Tools to analyze and manipulate climate (spatiotemporal) data. Also used by ClimateTools and ClimatePlots
https://juliaclimate.github.io/ClimateBase.jl/dev/
Other
39 stars 3 forks source link

[FR] Out-of-memory data reduction. #48

Open Datseris opened 3 years ago

Datseris commented 3 years ago

While the in-memory functionality is great, it is typically the case that you have so much data that they don't fit to memory. Typically these data are saved in either monthly or yearly files, where each file contains one year of all the data, etc.

This is good for us, because at the moment it isn't hard to write a simple for-loop over your code. However we can streamline many things. For example, the output ClimArray can be pre-initialized and efficiently aggregated over, similarly to how yearlyagg works now.

So in principle there are two ways to do out-of-memory data reduction:

  1. Reduce by aggregating over time, by reducing the total amount of time-points and doing an out-of-memory version of yearlyagg and looping over the files.
  2. Reduce by projecting to a lower resolution grid. This is done for each time slice in the files, once again looping over files.

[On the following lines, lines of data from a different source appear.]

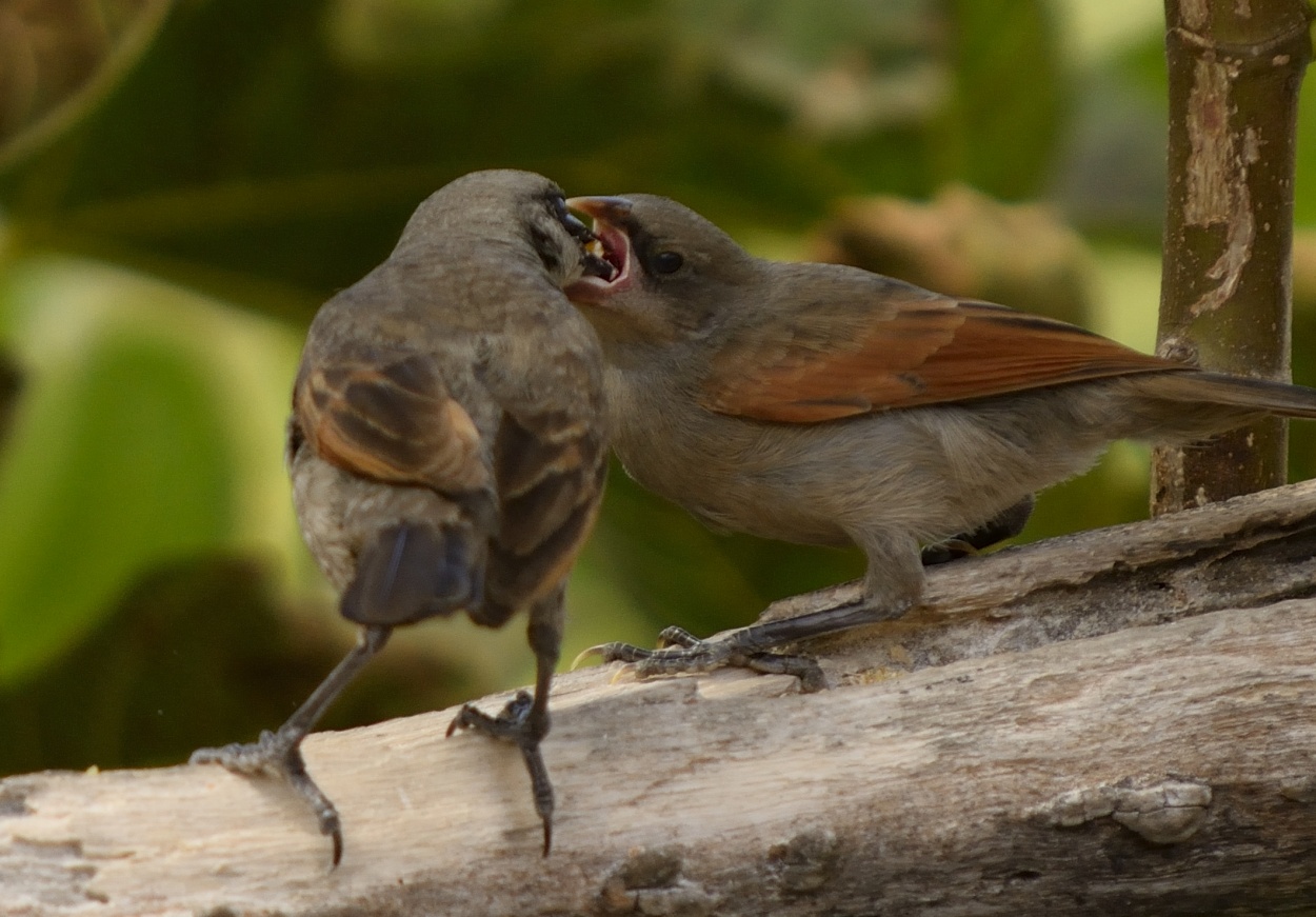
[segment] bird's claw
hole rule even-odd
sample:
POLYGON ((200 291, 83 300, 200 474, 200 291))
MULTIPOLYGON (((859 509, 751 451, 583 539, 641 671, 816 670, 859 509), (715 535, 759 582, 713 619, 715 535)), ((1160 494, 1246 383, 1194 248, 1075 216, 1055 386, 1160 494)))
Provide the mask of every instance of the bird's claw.
POLYGON ((544 824, 544 855, 547 856, 553 849, 553 783, 549 780, 549 768, 545 767, 544 754, 540 751, 544 729, 537 729, 530 718, 533 708, 534 699, 528 691, 517 691, 496 717, 491 717, 474 704, 462 704, 462 709, 447 724, 447 735, 458 729, 474 729, 520 749, 525 770, 530 774, 534 810, 544 824))
POLYGON ((304 735, 288 737, 282 731, 271 733, 266 729, 255 742, 234 742, 218 749, 197 749, 188 758, 188 763, 222 764, 234 774, 287 780, 288 785, 297 791, 316 813, 320 833, 333 839, 333 866, 337 867, 342 860, 342 820, 338 817, 338 809, 334 808, 334 804, 307 774, 307 762, 301 756, 303 738, 304 735))
POLYGON ((630 643, 600 643, 576 657, 599 657, 604 663, 624 662, 634 667, 640 679, 659 675, 694 675, 719 668, 749 668, 763 675, 794 675, 800 689, 821 691, 826 678, 819 664, 803 655, 767 653, 740 646, 736 634, 720 639, 700 639, 683 628, 667 628, 658 635, 658 649, 647 650, 630 643))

This will require us to have #46 ready so that we can use it here.

The above is in my eyes easy, provided that the required issues are solved first.

The thing that is hard is also getting automatic parallelization to work here.

Balinus commented 3 years ago

You should look over at ESDL.jl and see how they implemented it. As far as I remember, they do out-of-memory reduction in a parallel manner. It is based on netCDF and Zarr chunks capabilities.